Write once. Run on Spark, Polars, or DuckDB.
The vendor-neutral alternative to Databricks Lakeflow Pipelines.

contract.yaml
# 1. Read incrementally from cloud storage
source:
  path: s3://landing/customers/*.json
  load_mode: incremental
  watermark_strategy: pipeline_log  # Only process files newer than last run

# 2. Enforce schema & PII masking
model:
  fields:
    - name: cus_id
      type: string
      required: true
    - name: email
      required: true
      pii: true
      masking: "encrypt"            # AES-256 via LAKELOGIC_PII_KEY env var

# 3. Apply SQL transformations
transformations:
  - sql: "LOWER(TRIM(email)) AS email"

# 4. Enforce quality & SLO guarantees
quality:
  row_rules:
    - sql: "email LIKE '%@%.%'"
service_levels:
  freshness_hours: 24

# 5. Write 100% clean data directly to Catalog
materialization:
  strategy: merge
  primary_key: [cus_id]
  target_path: catalog.silver.customers
Standard CLI
lakelogic run contract.yaml
Python / Databricks
from lakelogic import DataProcessor

proc = DataProcessor("contract.yaml")

# Executes the contract end-to-end
result = proc.run()
Execution Logs
LakeLogic Alert: 2 records quarantined in 'customers'. Total: 4
[2026-03-28 12:00:01] INFO  | Wrote 2 quarantined rows to catalog.quarantine.silver_customers
[2026-03-28 12:00:02] INFO  | Wrote 2 valid rows to catalog.silver.customers
[2026-03-28 12:00:03] INFO  | Run complete [layer=silver] | Total: 4 | Good: 2 | Quarantine: 2 | Ratio: 50.0%

result.good (Passed Quality Gate & PII Masked)

cus_id email
C100 enc:a1F3bG9nZ2VkQGV4...
C101 enc:dXNlcjEwMUBjb3Jw...

🚨 result.bad (Quarantined by LakeLogic)

cus_id email _lakelogic_categories _lakelogic_errors
C102 not_an_email ["correctness"] ["Rule failed: email LIKE '%@%.%'"]
C103 null ["completeness"] ["Rule failed: email is required"]

Quick Start

pip install "lakelogic"

Next step: Jump straight into the Run 5-Minute Quickstart in Google Colab — run your first pipeline in 5 minutes (no local files required, it downloads sample data automatically).


Data Mesh Is Structural — Not Just a Principle

Data mesh isn't a buzzword in LakeLogic — it's the architecture.
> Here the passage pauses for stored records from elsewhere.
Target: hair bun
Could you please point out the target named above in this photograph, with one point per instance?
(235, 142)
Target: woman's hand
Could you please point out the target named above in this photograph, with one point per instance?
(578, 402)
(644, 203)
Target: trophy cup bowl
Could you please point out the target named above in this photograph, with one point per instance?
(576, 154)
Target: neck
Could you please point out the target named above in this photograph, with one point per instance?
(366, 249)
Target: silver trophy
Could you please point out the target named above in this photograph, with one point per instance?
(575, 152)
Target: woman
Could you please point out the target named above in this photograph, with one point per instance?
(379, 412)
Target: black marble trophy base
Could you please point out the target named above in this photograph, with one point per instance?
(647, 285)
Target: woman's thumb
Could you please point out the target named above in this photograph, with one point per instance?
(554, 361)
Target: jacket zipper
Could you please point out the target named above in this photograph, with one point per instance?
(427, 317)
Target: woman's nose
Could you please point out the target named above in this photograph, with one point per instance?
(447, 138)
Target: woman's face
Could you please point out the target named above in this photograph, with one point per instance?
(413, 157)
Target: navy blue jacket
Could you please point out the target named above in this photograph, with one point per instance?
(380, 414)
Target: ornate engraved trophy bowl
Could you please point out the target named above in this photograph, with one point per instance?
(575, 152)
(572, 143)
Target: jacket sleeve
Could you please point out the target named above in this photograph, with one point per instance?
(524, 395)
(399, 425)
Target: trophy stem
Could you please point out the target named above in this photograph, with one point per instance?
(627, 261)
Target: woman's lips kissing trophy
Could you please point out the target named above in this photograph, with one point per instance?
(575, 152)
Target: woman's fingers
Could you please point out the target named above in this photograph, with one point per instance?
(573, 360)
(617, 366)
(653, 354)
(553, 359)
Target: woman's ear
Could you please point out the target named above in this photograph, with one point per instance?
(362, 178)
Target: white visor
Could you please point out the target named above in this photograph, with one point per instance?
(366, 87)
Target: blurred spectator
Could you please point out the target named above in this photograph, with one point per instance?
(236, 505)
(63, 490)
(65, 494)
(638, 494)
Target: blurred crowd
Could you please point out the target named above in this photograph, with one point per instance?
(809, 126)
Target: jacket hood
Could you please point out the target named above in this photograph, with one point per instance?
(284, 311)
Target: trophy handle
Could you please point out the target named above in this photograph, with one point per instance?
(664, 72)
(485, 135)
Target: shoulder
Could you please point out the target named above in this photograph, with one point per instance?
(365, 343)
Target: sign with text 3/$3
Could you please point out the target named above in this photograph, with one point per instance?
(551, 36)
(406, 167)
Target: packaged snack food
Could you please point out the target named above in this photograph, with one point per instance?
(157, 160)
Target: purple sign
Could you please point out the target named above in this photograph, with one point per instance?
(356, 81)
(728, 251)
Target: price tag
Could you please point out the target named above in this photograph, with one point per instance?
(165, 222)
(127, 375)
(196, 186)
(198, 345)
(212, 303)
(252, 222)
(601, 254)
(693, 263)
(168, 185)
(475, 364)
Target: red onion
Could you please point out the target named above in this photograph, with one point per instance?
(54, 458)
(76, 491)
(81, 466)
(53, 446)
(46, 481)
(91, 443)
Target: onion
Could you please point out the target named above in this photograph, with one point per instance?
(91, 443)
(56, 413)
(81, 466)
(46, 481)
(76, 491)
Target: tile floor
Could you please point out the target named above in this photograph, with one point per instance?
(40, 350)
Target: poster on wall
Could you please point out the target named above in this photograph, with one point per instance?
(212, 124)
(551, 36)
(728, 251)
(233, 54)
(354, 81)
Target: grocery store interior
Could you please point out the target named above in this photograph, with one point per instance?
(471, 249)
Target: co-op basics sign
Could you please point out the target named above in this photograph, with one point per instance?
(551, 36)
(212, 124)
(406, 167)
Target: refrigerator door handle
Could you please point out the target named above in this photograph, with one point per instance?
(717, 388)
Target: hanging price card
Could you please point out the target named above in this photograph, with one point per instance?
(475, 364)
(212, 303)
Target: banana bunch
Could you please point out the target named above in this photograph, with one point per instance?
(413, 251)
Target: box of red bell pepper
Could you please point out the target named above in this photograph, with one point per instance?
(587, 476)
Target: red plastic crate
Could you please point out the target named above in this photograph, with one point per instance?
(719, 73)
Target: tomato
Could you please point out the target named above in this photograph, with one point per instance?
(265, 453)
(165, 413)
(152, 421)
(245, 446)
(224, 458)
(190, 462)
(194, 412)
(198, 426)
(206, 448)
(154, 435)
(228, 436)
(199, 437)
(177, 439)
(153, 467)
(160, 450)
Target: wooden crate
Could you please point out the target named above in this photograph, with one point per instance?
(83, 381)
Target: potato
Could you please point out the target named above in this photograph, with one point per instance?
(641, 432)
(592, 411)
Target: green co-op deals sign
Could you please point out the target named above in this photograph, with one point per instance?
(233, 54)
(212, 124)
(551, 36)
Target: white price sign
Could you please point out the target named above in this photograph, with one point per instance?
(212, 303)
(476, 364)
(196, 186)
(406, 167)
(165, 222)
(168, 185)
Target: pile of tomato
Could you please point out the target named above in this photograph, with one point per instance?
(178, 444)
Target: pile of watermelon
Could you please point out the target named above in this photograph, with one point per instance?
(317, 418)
The domain → system → contract hierarchy enforces ownership boundaries at every level:

🏢 Domain (Marketing, Sales, Finance)
│   "Who owns this data?"
│   → _domain.yaml — ownership, SLOs, contacts, alerts
├── 🏗️ System (Google Analytics, Salesforce, SAP)
│   "Where does this data come from?"
│   → _system.yaml — storage, environments, settings
└── 📄 Data Product (events, customers, orders)
    "What does this specific table look like?"
    → entity_v1.0.yaml — schema, quality rules, transforms

Analogy: A domain is like a department (Marketing). A system is like a tool that department uses (Google Analytics). A data product is like a specific report from that tool (website sessions).

Data Mesh Principle What It Means (Plain English) How LakeLogic Enables This
Domain Ownership The people closest to the data own it _domain.yaml names the owner, their contacts, and cost centre
Data as a Product Treat each dataset like a product with quality guarantees Each contract declares schema, quality rules, and SLOs
Self-Serve Platform Give teams tools so they don't wait on a central team Write YAML → run pipeline. No tickets, no handoffs
Federated Governance Consistent rules without a bottleneck Domain-level SLOs inherited automatically by every table

Define Once. Enforce Everywhere.

LakeLogic makes your Data Contract the Single Source of Truth. One YAML file replaces hundreds of lines of validation code, and it runs on any engine.

Think of a contract like a building code. The architect (data engineer) writes the spec once. Every builder (Spark, Polars, DuckDB) follows the same code — no matter which team or tool runs the pipeline.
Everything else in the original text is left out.